Research within a scholarship sponsored by the German Research Foundation
In BAM’s Biophotonics Division, Dr. Michael Schäferling, a Heisenberg Research Fellow of the German Research Foundation (DFG), deals with developing fluorescent molecular probes and nanosamples for chemical sensors and bioanalytics – with the primary aim of determining oxygen (or pressure), pH, temperature, anions, H202 and temperature. In the nanoprobes, fluorescent indicator dyes are linked with carrier particles which themselves measure only between 10 and 100 nanometres in size. This results in special properties such as increased signal intensity and reduced susceptibility to interference. The nanoprobes are therefore more sensitive and can provide more detailed information. Polymer nanosensors for the determination of oxygen in tumour cells have already been produced and successfully tested in vivo in cooperation with Dr. Ute Resch-Genger, Head of the Biophotonics Division.
Optimised nanoprobes enable relatively gentle and efficient fluorescence imaging
Dr. Michael Schäferling's current work focuses on inorganic nanocrystals with ions of rare earths (e.g. ytterbium or erbium) incorporated into them. These can be produced to have a diameter of approx. 20-25 nm. The nanoparticles exhibit upconversion luminescence due to the incorporation of two different rare earth ions, which means that they emit visible light when excited by near-infrared (NIR) light. In contrast to classical fluorescent dyes, these photon-upconverting nanoparticles emit energy-richer light than they require for excitation – an effect also called anti-Stokes shift.
This phenomenon offers new and promising options for imaging applications: since NIR light is not absorbed by biological materials, it can penetrate deeper into the tissues. Tumour cells can thus become also clearly visible in deeper tissues. Moreover, NIR light irradiation is much gentler for living cells and tissues than visible or ultraviolet light.

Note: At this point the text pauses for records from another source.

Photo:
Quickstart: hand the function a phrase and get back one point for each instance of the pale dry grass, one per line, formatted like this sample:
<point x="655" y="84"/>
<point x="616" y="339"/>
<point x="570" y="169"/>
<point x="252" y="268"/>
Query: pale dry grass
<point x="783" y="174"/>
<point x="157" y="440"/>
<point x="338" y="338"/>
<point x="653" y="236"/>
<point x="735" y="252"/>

In the three-year research project "Self-referenced photon-upconverting nanosensors for imaging applications" funded by the DFG, these nanomaterials will be functionalised and combined with sensitive dyes to be used for imaging determination of oxygen, pH or Ca2+ in biological samples.
BAM – part of an international research network
The international basic and applied research being carried out into upconverting nanoparticles has been coordinated throughout Europe under the COST (European Cooperation in Science and Technology) initiative "European Upconversion Network", which also includes BAM’s Biophotonics Division and Dr. Michael Schäferling. A nanoprobe that enables imaging of pH distribution in different areas of living cells has already been presented within such an international cooperation. Options for amplifying luminescence of upconversion nanoparticles are currently being investigated within a European M-era.Net network funded by DFG in cooperation with Dr. Ute Resch-Genger and the Biophotonics Division. BAM plays a key role in the design and spectroscopic characterisation of the particles. The final aim is to make fluorescence imaging even more contrast-rich and gentle for living cells and tissues by penetrating deeper into the tissue using NIR light. This will provide otherwise inaccessible chemical information from the interior of cells or diseased tissues such as tumours.